ひとつ恋でもしてみようか

いつも同じようなことを言っている

夏眠

夏は季節が目に入らない。暑すぎて何も見えない。俺にとって夏は、耳や肌や舌で感じるものだ。夏を捉えるのに目は役に立たない。なかなかやってこないバスを待つ。あごから汗を滴らせ、うなだれるばかりだ。夏を見ることは叶わない。花火大会なんか行きたくない。ひまわりはどこに咲いているんだ。

 

夏はセミがうるさい。それになんだか耳の周りで常に音が鳴っているような気がする。地鳴りのような漠然とした音がずっと耳を覆っている。風鈴の音は秋の気配と共に耳に入ってくる。

肌を濡らす自分の汗はべたついて不快。

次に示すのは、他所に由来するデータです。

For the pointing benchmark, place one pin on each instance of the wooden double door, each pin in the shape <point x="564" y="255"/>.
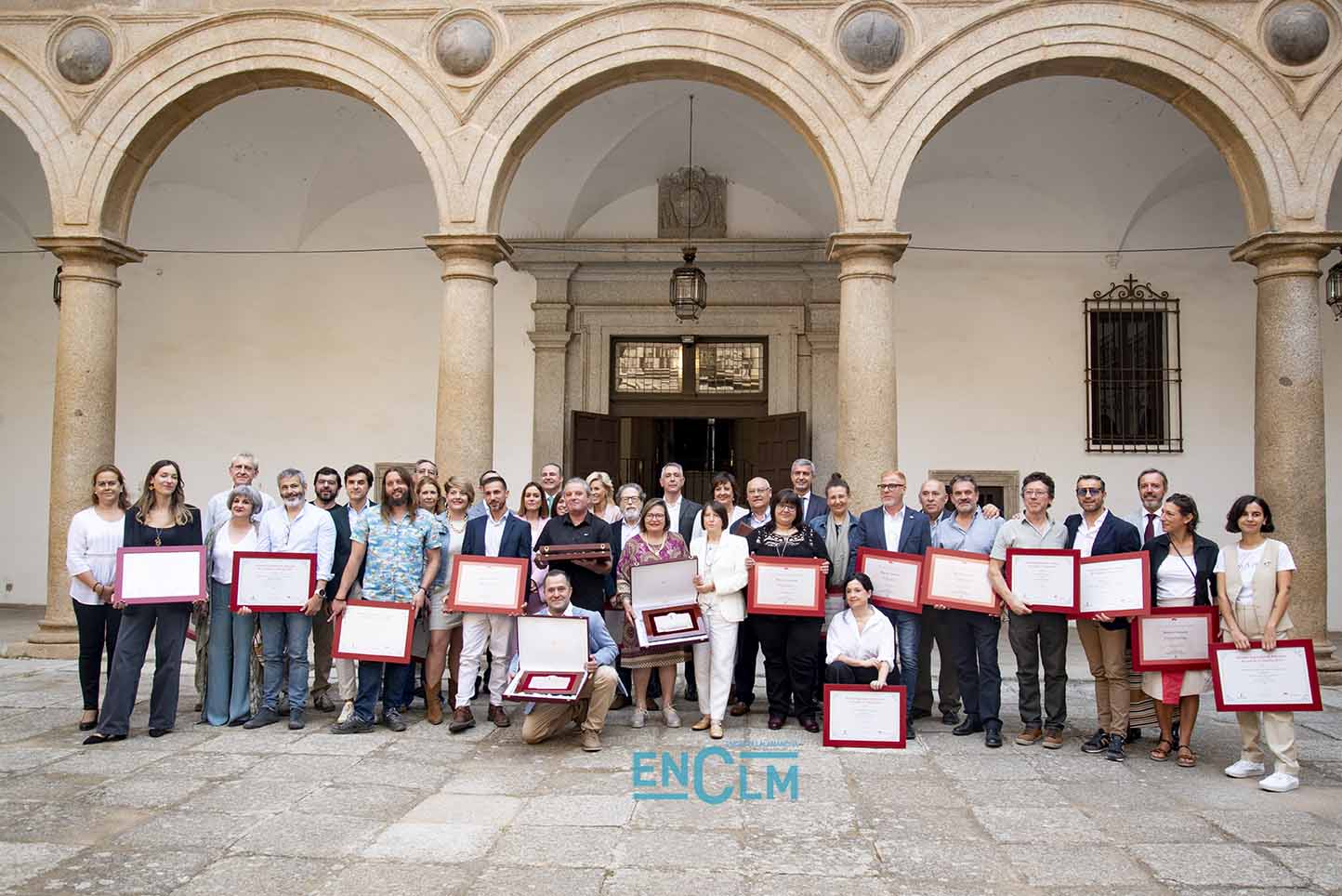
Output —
<point x="635" y="448"/>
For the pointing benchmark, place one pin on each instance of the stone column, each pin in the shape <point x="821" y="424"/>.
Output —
<point x="1288" y="462"/>
<point x="465" y="428"/>
<point x="867" y="441"/>
<point x="549" y="338"/>
<point x="84" y="420"/>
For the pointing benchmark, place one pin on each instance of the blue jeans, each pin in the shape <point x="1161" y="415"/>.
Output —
<point x="284" y="633"/>
<point x="227" y="660"/>
<point x="907" y="633"/>
<point x="374" y="680"/>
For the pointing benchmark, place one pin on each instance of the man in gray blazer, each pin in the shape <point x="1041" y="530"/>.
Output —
<point x="545" y="720"/>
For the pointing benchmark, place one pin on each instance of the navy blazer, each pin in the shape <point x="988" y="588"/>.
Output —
<point x="517" y="538"/>
<point x="870" y="532"/>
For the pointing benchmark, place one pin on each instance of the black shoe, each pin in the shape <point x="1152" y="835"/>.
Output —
<point x="1097" y="742"/>
<point x="969" y="726"/>
<point x="262" y="719"/>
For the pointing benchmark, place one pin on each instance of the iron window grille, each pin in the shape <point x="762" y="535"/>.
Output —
<point x="1134" y="380"/>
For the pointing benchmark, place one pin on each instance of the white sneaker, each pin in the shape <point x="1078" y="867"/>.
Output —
<point x="1245" y="769"/>
<point x="1279" y="783"/>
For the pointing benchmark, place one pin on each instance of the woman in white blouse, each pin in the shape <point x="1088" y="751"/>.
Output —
<point x="861" y="644"/>
<point x="229" y="656"/>
<point x="1254" y="586"/>
<point x="96" y="533"/>
<point x="721" y="585"/>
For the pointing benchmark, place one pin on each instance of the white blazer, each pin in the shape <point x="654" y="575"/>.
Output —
<point x="729" y="574"/>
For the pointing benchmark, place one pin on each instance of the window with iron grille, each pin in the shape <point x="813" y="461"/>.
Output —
<point x="1133" y="372"/>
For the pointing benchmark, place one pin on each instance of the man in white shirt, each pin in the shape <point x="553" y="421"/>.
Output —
<point x="1151" y="486"/>
<point x="296" y="527"/>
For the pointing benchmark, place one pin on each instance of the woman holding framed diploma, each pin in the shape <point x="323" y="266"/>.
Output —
<point x="1181" y="575"/>
<point x="789" y="641"/>
<point x="162" y="518"/>
<point x="1254" y="584"/>
<point x="91" y="545"/>
<point x="721" y="585"/>
<point x="652" y="544"/>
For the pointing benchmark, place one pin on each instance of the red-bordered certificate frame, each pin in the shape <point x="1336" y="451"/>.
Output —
<point x="456" y="605"/>
<point x="1226" y="705"/>
<point x="298" y="607"/>
<point x="836" y="739"/>
<point x="1205" y="617"/>
<point x="199" y="581"/>
<point x="390" y="607"/>
<point x="867" y="554"/>
<point x="1072" y="554"/>
<point x="931" y="599"/>
<point x="815" y="608"/>
<point x="1134" y="557"/>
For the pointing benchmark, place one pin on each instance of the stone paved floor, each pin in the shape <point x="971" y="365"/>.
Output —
<point x="232" y="811"/>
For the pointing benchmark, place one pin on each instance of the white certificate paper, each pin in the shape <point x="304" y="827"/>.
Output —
<point x="1257" y="677"/>
<point x="864" y="715"/>
<point x="1045" y="580"/>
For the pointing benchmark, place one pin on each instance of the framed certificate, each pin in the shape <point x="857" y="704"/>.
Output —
<point x="376" y="630"/>
<point x="552" y="653"/>
<point x="786" y="586"/>
<point x="858" y="717"/>
<point x="1256" y="680"/>
<point x="162" y="574"/>
<point x="272" y="583"/>
<point x="958" y="580"/>
<point x="1047" y="580"/>
<point x="897" y="578"/>
<point x="1115" y="585"/>
<point x="1173" y="639"/>
<point x="487" y="585"/>
<point x="665" y="607"/>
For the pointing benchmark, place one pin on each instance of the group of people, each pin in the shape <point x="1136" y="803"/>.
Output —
<point x="402" y="550"/>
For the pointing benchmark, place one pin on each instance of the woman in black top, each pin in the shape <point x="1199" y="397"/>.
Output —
<point x="789" y="641"/>
<point x="162" y="518"/>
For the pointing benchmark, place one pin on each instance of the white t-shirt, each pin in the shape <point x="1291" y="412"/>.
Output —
<point x="1248" y="560"/>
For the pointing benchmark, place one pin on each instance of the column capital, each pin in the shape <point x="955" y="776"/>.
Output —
<point x="90" y="248"/>
<point x="1296" y="253"/>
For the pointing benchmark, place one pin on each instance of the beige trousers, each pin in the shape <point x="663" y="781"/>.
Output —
<point x="1106" y="653"/>
<point x="547" y="719"/>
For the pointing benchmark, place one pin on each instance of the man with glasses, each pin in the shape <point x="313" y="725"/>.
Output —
<point x="1035" y="636"/>
<point x="894" y="527"/>
<point x="1094" y="533"/>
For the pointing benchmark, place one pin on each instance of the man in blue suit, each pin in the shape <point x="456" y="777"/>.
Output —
<point x="894" y="527"/>
<point x="546" y="719"/>
<point x="1094" y="533"/>
<point x="495" y="534"/>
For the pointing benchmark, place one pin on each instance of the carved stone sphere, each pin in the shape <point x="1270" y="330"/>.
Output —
<point x="465" y="46"/>
<point x="871" y="41"/>
<point x="1296" y="33"/>
<point x="84" y="55"/>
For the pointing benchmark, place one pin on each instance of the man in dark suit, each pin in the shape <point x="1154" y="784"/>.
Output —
<point x="1094" y="533"/>
<point x="803" y="477"/>
<point x="495" y="534"/>
<point x="894" y="527"/>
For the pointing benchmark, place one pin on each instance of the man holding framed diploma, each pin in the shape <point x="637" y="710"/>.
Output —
<point x="286" y="621"/>
<point x="1036" y="636"/>
<point x="489" y="584"/>
<point x="1114" y="584"/>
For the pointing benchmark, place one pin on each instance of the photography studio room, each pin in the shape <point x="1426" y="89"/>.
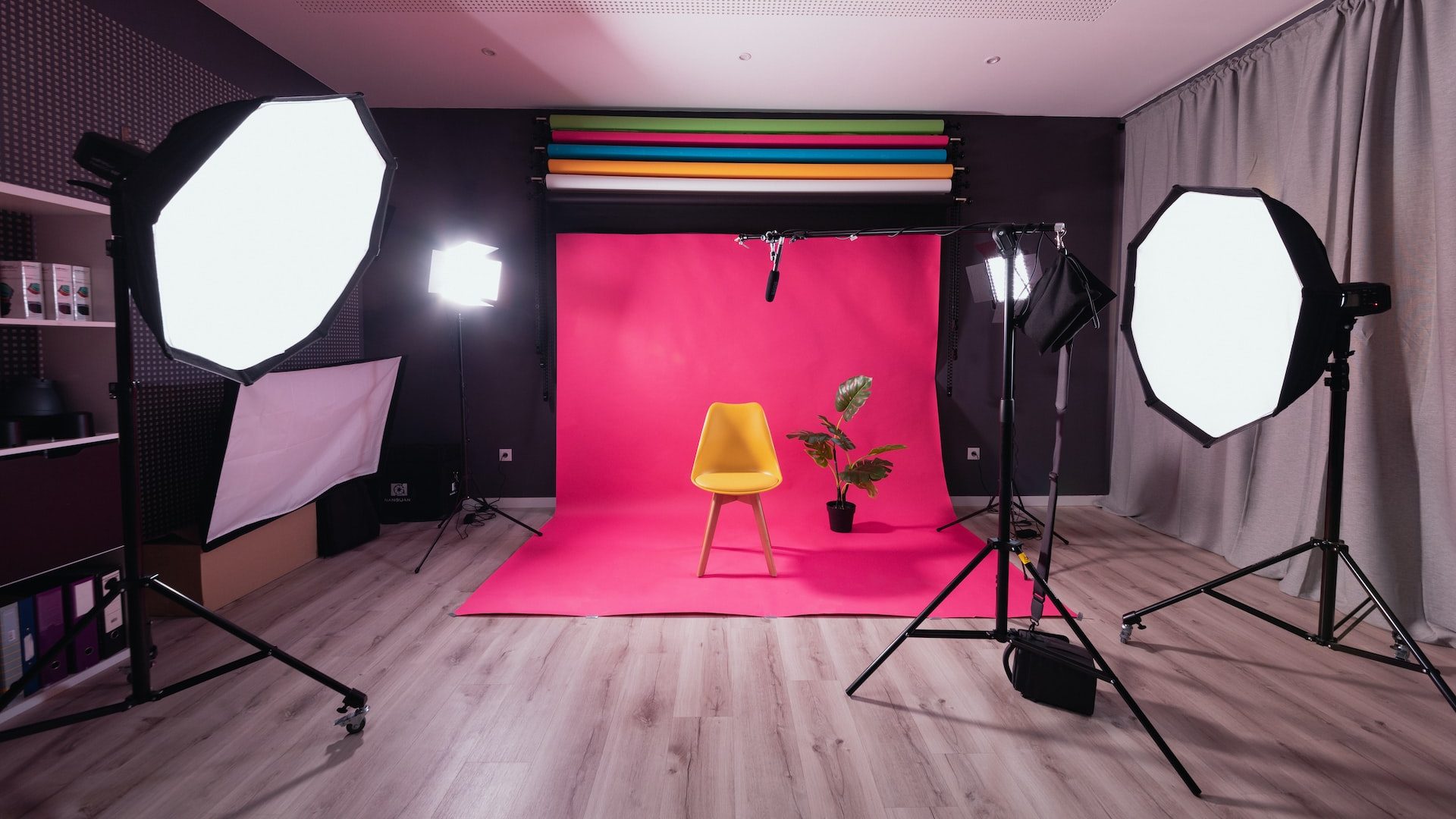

肌を覆う自分の汗と大気中の重たい水分と熱の膜が俺をどこにも行かせないようにしている。肉体が固定されるぶん、意識は遠くにかすんでいく。

 

俺としては、灼熱をやり過ごすために食べるものだけが、夏の意味だと思う。

アイスクリーム、かき氷、うなぎ、すいか、きゅうり、ビール、そうめん、冷やし中華、ラムネ……そういうものを口にできることだけが夏の良さだと思う。

 

夏の暑さをやり過ごすためにプールに入るという手もあるが、あれは結局プールから上がったらまた汗かくし帰り道はけっきょく不快だ。

 

夏が嫌いだ。夏は何も見えない。せっかく薄着をしている女の子たちが街を歩いているんだろうにそれを見ることも叶わず、俺は熱いアスファルトを見つめながらだらしなく歩くだけだ。

 

だから夏はエアコンの効いた部屋で恋人とこもっていられればいい。冬眠はあるのになんで夏眠はないんだろうか……と思ってちょっとググってみたら、カエルやカタツムリ、ミミズなどが夏眠するらしいことを知った。

 

しかし俺はカエルやカタツムリやミミズじゃないし、彼らはわりと苦手な種類の生きものたちなので、いっしょにならないように夏もなんとか生きようと思う。